Since I gave up working for a living, there have been many positive changes in my life. I no longer commute 2 hours (or more) each day. I now sleep SO much better. I have not experienced a single moment of boredom since it happened. I spend masses more time with Wifie. And I write more blog postings (well, I think that is positive, anyway.) All of this was what I expected – and why I did it. But one thing I did not expect was that I have not worn socks at all since I stopped working.
Actually, in the Brisbane climate, it isn’t at all unusual to see people with no socks on, or, indeed, shoes, or even shirts! It gets pretty warm here. But don’t worry, I haven’t taken my freedom that far – yet.
The strange thing is that, I have discovered, simply by not doing it, that I don’t need to wear socks and I don’t want to wear socks. As the poet Theodore Roethke says, ‘I learn by going where I have to go.’ (Mind you, this is the man who also said, ‘Mips and ma the mooly moo.’ So maybe not the best person to explain Life.*)

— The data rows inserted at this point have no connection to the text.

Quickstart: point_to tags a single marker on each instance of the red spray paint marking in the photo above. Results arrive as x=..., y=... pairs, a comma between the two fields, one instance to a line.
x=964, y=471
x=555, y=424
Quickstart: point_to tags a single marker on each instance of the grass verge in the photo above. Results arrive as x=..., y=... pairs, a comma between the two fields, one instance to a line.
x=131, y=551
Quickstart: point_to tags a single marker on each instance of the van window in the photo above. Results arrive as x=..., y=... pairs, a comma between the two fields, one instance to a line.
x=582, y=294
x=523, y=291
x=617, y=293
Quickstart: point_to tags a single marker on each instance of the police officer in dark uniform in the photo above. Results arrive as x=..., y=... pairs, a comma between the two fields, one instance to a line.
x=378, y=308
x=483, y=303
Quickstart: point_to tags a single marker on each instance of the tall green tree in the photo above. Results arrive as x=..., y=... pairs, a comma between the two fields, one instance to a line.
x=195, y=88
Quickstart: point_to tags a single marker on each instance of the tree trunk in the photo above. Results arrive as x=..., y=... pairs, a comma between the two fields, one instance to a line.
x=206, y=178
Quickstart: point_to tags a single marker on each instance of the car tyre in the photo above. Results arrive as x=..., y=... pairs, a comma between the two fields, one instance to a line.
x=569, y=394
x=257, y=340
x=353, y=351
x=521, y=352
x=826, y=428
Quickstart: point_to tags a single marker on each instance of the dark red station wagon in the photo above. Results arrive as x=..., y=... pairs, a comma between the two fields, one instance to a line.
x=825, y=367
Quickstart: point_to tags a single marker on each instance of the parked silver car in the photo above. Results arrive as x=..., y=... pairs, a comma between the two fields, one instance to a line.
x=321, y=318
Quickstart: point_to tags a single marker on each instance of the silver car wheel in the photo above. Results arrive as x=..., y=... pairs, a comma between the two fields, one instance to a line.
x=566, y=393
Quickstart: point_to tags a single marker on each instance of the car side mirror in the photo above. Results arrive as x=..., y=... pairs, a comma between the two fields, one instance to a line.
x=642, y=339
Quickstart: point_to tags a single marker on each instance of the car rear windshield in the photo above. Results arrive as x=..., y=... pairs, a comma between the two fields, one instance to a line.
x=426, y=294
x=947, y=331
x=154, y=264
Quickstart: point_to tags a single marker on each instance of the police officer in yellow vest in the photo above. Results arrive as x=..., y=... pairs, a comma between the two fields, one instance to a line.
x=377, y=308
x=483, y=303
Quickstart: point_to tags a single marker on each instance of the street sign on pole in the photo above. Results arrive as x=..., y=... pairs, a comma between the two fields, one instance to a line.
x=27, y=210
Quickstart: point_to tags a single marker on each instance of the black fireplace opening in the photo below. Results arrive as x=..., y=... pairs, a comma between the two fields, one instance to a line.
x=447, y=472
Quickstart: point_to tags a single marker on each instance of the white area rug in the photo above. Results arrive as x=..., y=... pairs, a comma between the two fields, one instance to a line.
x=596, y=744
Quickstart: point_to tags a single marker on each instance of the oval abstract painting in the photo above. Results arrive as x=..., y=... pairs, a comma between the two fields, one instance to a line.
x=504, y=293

If you’d asked me a few months ago, I would have professed almost complete indifference to socks. ‘They have their uses,’ I might have said with a nonchalant shrug, or even ‘I dunno. They’re alright, I suppose.’ Yet, when it came down to it, when the chips were on the table, when all was said and done… I totally rejected them. I now have a drawer-full of them, rolled-up and gathering dust, like woolly, hibernating, multi-coloured penguins, waiting for cooler weather, or soft, misshapen, stuffed-toy eggs, incubating for a winter hatching. If I listen hard in the dead of night, perhaps I’ll hear them snuffling and shuffling and snuggling against one another.
Who would have guessed that the sock is an expendable garment? I knew it about ties – the most stupid piece of clothing ever invented – and the waistcoat only hangs on because suit jackets are so useless at keeping people warm. But the sock?
Actually, now that I think of all those outcasts, those exiles from my life, huddled together in the dark, comforting one another in their misery, it occurs to me that their story may not be over. A leader may arise and gather his people around him (all my socks are male), giving them hope and filling their cotton hearts with pride. Yes, it will be a sock puppet epic to rival the Lord of the Rings. ‘I must go now,’ my right hand cries, fingers flapping. ‘My people need me!’
(*In fact, despite what I said, I think Theodore Roethke is a fine poet and the poems these quotes come from have long been among my favourites.)